Fanboy Rampage chronicles critical response to Avengers 501 and inadvertently triggers a crushing tension headache at the same time by quoting an example of the leader of the pack in my least favorite critical gambits. It’s from Silver Bullet Comics, and it goes something like this:
“There are some people who just aren’t getting this… Well, I suppose that those people have to complain somewhere now that X-Statix has finished, but this is Avengers, not an experimental Grant Morrison project. It’s really not hard to understand, and as such Bendis shouldn’t have to explain the plot to those too feeble-minded to comprehend…”
Because, heaven knows, anyone who doesn’t like what Bendis is doing simply doesn’t understand it. It’s a failure of comprehension, you see, not a reasoned response to relative artistic merit.
Pardon me while I grind my teeth down to nubs. I’ll be back in a moment.

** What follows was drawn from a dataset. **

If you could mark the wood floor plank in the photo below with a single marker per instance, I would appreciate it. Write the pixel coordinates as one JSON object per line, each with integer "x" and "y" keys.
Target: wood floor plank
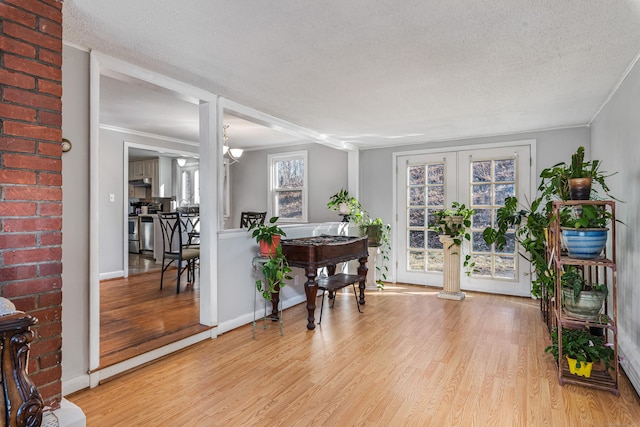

Is it just me, or is there a worryingly high degree of ad hominem attacks in critical discourse at the moment? (I know, I know, it’s the Internet, but it still seems to have reached epidemic levels lately.) It’s not sufficient, apparently, to disagree about a book’s quality. To really drive your point home, you have to question the intelligence of those who hold different views, to assume that some flawed worldview colors their ability to evaluate content, or to dismiss them as enemies of creative change.
Maybe they understand the book perfectly and just happen to think it’s crap. Is that possible? No? Okay, sorry.